Book review

How to Have a Green Thumb Without
an Aching Back

My all-time favorite gardening book is Ruth Stout’s “How to Have a Green Thumb Without an Aching Back.” Do yourself a favor. Run, don’t walk, to Amazon or to your nearest used book store to get yourself a copy. You’ll learn how to eliminate back-ache gardening.

Gardener Shirley Raynor first loaned me this book. Then our Garden Manager, Arthur Leon, gave me an aging copy, joyful-used and disfigured with check marks and bent down pages. Being a preacher’s kid, I’ve been thinking of adding a few amen’s and halleluiahs, too.

Ruth Stout should be called the “Mother of Mulch.” She escaped from the concrete of Manhattan with her husband and fled to a fifty-five acre farm in Connecticut and through trial and error began proving the experts wrong about how to make things grow. Not a “how-to” manual, her book is her own story of successes and failures -- useful, practical, easy-to-follow, sensible, fun, and often funny. It’s pure joy to read. Put it this way -- reading this book is like having a delightful, over-the-garden fence conversation with our own Jon Thomas.
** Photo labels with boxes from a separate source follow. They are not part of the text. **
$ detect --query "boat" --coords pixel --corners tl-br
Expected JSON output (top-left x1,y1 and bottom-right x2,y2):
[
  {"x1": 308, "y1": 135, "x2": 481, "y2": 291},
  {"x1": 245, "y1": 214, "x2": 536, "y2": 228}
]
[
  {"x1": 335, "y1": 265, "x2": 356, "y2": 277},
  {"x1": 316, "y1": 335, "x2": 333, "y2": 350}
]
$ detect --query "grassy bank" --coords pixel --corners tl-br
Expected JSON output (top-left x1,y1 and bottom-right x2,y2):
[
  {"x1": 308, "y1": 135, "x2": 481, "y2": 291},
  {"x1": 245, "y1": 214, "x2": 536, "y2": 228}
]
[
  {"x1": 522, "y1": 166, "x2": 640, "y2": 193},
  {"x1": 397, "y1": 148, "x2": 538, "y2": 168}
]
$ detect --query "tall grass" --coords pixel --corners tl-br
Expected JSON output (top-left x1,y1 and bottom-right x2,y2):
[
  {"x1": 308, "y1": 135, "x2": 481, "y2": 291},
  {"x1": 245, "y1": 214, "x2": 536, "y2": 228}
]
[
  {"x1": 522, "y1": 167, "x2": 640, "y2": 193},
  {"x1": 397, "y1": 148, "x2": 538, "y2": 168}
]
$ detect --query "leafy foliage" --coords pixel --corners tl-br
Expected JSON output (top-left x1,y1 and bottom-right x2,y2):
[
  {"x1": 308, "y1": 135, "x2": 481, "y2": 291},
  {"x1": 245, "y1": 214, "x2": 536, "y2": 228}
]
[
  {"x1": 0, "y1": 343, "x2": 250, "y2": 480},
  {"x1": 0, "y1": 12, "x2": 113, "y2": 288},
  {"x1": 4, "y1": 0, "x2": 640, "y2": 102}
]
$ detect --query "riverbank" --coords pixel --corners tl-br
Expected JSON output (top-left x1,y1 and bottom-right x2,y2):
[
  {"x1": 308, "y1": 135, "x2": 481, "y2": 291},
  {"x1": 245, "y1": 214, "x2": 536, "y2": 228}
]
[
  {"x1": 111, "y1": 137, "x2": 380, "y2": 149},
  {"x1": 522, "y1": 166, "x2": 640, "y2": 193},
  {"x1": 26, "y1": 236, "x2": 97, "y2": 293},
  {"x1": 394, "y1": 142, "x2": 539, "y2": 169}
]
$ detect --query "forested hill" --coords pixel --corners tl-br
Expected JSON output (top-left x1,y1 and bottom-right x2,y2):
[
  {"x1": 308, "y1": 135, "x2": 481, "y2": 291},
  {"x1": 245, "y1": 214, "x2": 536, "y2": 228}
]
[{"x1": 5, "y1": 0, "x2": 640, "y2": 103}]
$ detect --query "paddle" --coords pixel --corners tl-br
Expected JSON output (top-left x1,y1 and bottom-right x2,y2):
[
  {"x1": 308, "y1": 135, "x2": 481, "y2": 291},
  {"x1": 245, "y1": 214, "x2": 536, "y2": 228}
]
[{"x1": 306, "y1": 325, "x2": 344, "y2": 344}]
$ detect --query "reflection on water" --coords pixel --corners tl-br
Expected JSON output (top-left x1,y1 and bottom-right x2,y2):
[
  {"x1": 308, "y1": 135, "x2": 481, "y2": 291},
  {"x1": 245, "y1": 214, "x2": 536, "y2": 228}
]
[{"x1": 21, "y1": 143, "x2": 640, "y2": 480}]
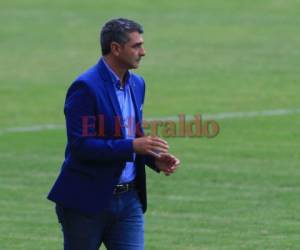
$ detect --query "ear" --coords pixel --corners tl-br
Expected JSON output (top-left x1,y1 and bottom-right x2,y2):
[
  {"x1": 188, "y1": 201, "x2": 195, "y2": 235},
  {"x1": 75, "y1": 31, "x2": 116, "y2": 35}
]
[{"x1": 110, "y1": 42, "x2": 121, "y2": 56}]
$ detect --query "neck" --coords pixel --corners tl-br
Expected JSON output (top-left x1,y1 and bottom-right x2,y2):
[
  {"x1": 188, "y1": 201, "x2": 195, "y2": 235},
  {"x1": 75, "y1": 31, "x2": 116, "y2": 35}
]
[{"x1": 104, "y1": 55, "x2": 127, "y2": 86}]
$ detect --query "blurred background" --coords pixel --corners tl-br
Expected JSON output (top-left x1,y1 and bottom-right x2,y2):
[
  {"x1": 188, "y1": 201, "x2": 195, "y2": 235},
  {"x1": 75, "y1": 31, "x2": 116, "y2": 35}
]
[{"x1": 0, "y1": 0, "x2": 300, "y2": 250}]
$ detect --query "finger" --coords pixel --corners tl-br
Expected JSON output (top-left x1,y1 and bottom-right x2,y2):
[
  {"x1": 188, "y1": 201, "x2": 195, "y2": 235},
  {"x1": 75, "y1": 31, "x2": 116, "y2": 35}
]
[
  {"x1": 147, "y1": 149, "x2": 161, "y2": 158},
  {"x1": 150, "y1": 141, "x2": 169, "y2": 149},
  {"x1": 149, "y1": 146, "x2": 168, "y2": 154},
  {"x1": 151, "y1": 136, "x2": 168, "y2": 145}
]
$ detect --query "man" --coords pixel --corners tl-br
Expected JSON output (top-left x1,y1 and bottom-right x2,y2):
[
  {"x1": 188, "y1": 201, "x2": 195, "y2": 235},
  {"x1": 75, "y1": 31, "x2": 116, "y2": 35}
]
[{"x1": 48, "y1": 18, "x2": 179, "y2": 250}]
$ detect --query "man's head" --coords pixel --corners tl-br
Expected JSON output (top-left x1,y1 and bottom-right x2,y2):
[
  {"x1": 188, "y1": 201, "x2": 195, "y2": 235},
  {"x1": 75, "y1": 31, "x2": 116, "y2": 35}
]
[{"x1": 100, "y1": 18, "x2": 145, "y2": 69}]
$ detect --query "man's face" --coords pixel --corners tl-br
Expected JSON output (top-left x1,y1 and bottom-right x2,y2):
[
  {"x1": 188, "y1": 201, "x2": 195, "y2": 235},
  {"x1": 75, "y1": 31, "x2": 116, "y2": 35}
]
[{"x1": 118, "y1": 32, "x2": 146, "y2": 69}]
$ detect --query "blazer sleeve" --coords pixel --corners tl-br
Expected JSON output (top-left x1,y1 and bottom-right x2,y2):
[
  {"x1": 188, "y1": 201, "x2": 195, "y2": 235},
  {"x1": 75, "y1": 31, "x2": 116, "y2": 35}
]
[
  {"x1": 141, "y1": 78, "x2": 160, "y2": 173},
  {"x1": 64, "y1": 81, "x2": 134, "y2": 161}
]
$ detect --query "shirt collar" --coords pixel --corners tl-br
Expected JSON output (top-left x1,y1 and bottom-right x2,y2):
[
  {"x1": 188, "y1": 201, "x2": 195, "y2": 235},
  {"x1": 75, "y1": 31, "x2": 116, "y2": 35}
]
[{"x1": 102, "y1": 58, "x2": 130, "y2": 89}]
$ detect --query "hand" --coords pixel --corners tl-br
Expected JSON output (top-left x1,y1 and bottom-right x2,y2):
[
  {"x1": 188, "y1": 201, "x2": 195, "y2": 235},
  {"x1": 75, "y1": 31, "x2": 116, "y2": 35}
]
[
  {"x1": 155, "y1": 153, "x2": 180, "y2": 176},
  {"x1": 133, "y1": 136, "x2": 169, "y2": 157}
]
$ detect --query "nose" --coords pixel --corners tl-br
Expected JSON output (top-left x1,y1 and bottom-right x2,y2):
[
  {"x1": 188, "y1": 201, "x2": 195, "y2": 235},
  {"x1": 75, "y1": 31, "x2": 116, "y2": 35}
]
[{"x1": 140, "y1": 47, "x2": 146, "y2": 56}]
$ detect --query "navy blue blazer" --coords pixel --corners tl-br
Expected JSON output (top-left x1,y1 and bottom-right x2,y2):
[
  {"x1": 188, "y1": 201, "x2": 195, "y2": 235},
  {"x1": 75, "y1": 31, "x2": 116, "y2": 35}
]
[{"x1": 48, "y1": 59, "x2": 158, "y2": 213}]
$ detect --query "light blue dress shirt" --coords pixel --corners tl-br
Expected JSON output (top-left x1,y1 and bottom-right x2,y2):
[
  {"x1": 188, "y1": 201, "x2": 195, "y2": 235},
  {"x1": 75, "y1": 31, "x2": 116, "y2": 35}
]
[{"x1": 103, "y1": 60, "x2": 136, "y2": 183}]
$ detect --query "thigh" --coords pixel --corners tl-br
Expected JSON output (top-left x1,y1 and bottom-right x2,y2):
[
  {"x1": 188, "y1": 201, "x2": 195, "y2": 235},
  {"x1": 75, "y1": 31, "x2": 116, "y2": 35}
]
[
  {"x1": 103, "y1": 190, "x2": 144, "y2": 250},
  {"x1": 56, "y1": 205, "x2": 105, "y2": 250}
]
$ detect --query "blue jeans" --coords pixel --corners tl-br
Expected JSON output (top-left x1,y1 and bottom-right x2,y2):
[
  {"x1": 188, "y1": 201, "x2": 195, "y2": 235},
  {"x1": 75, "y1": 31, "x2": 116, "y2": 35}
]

Writing of her battle with marauding woodchucks, she says, “The next morning I found that woodchucks and rabbits were like postmen: ‘Neither snow nor rain nor heat nor gloom of night stays these couriers from swift completion of their appointed rounds.’ ”

Or, “after several years of staking and pruning tomato plants I discarded that method and bought salt hay, which I spread on the ground, letting the plants roam at will and do their work lying down.” The head of one chapter says “Throw Away Your Spade and Hoe” and tells how she discovered that deep mulching eliminated the need for chemical fertilizers, poison sprays, expensive manure, and laboriously-built compost piles.

Planting, thinning, mulching, harvesting, sharing your bounty with happy neighbors - here, you’ll find it all.

I’m a convert. After reading this book, I took to mulching my Crows Woods garden with straw. I have never turned back.